[Physics] Renormalization of phi cubed theory

feynman-diagramsquantum-field-theoryrenormalization

I was recently learning about renormalization in quantum field theory (in particular I was looking at the renormalization of phi to the fourth theory). The superficial degrees of divergence of a Feynman diagram for a theory involving one scalar field with a self interaction term that goes like $gϕ^n$ is given by the following formula: $D = 4 – [g]V – E$ where $[g]$ is the mass dimension of the coupling constant $g$ (which in our case is equal to $4-n$, where $n$f is the exponent of the interaction term), $V$ is the number of vertices in the diagram, and $E$ is the number of external lines in the Feynman diagram. This works out to be $D = 4 -V(4-n) – E$.

Now, with $ϕ^3$ theory the superficial degree of divergence $D = 4 – V – E$. Any diagrams where $D$ is greater than or equal to $0$ have UV divergences that need to absorbed into some bare parameter in the Lagrangian. There are only a few diagrams that I can find in $ϕ^3$ theory with $D$ greater than or equal to zero (to one loop order). Naively I'd expect that $ϕ^3$ theory should be 'more' renormalizable than $ϕ^4$ theory, since for $ϕ^4$ theory $D = 4 – E$, whereas for $ϕ^3$ theory $D = 4 – V – E$ (it get's lower for each additional vertex). But this is probably not the case since I can't seem to find anyone anywhere talking about the renormalization of $ϕ^3$ theory in 3+1 dimensions (in 5+1 dimensions I believe I've seen someone tackle it). The only divergent diagrams that I can find to one loop order are some vacuum diagrams with no external legs and the one loop correction to the $ϕ$-propagator ($D = 4 – 2 – 2 = 0$, so a log divergence).
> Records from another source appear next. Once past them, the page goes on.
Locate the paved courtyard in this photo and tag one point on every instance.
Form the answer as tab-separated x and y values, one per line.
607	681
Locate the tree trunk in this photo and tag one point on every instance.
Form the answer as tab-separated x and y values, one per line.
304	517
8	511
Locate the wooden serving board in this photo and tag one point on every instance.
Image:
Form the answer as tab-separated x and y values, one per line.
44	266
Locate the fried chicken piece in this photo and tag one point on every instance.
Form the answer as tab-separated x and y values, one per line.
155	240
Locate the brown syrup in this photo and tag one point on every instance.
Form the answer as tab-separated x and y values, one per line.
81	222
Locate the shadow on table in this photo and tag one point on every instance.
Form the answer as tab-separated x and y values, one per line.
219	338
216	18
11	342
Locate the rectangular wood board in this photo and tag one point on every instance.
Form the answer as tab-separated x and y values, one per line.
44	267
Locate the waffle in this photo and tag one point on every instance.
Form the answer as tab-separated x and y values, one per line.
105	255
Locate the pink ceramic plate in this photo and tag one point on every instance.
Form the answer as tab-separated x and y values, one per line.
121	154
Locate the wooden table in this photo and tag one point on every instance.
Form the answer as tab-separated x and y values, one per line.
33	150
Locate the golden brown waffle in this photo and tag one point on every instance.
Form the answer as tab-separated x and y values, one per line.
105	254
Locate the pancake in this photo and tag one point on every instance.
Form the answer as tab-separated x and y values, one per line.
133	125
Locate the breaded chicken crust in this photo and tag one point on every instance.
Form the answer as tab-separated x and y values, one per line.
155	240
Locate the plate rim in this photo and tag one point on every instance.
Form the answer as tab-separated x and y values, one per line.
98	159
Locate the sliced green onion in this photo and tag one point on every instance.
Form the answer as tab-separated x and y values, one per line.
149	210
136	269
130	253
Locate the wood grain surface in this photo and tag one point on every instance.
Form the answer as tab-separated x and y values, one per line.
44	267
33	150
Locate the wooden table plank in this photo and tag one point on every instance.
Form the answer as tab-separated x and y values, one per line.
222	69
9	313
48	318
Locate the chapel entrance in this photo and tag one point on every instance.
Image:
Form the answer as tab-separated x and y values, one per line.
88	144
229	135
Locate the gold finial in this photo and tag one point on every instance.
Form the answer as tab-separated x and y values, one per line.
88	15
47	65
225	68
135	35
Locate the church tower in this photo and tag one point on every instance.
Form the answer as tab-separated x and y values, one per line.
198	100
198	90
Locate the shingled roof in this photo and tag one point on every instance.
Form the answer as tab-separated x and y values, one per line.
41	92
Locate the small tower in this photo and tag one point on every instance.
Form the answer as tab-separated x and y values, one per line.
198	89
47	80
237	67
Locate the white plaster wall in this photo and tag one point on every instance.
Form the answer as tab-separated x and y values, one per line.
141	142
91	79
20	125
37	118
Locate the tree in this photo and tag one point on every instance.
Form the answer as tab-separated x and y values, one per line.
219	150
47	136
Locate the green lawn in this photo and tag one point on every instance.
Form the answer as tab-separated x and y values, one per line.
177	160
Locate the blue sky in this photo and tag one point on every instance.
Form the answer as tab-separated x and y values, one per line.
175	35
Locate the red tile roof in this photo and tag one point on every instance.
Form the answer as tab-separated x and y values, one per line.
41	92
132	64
So am I just missing something here? Can $ϕ^3$ theory not be re-normalized in 3+1 dimensions?

Best Answer

$\phi^3$ theory in 4 dimensions is what is called a super-renormalizable theory. This means that as yourself pointed out that the superficial degrees of divergence decrease at higher orders. The reason that people rarely speak of it is that $\phi^4$ theory is arguably more interesting.

A feature of super-renormalizable theories is that they are quite often very sensative to UV physics. A nice way to see this would be to add a heavy fermion with mass $M$ and coupling $g' \phi \bar{\Psi}\Psi $ to the spectrum. You would find a vertex correction to the $\phi^3$ coupling, g, of the form $$\delta g \sim M g'^3 \left( \mathcal{O}(1)+logs \right) $$ Which looks very strange if we try to take the $M\rightarrow \infty $ limit.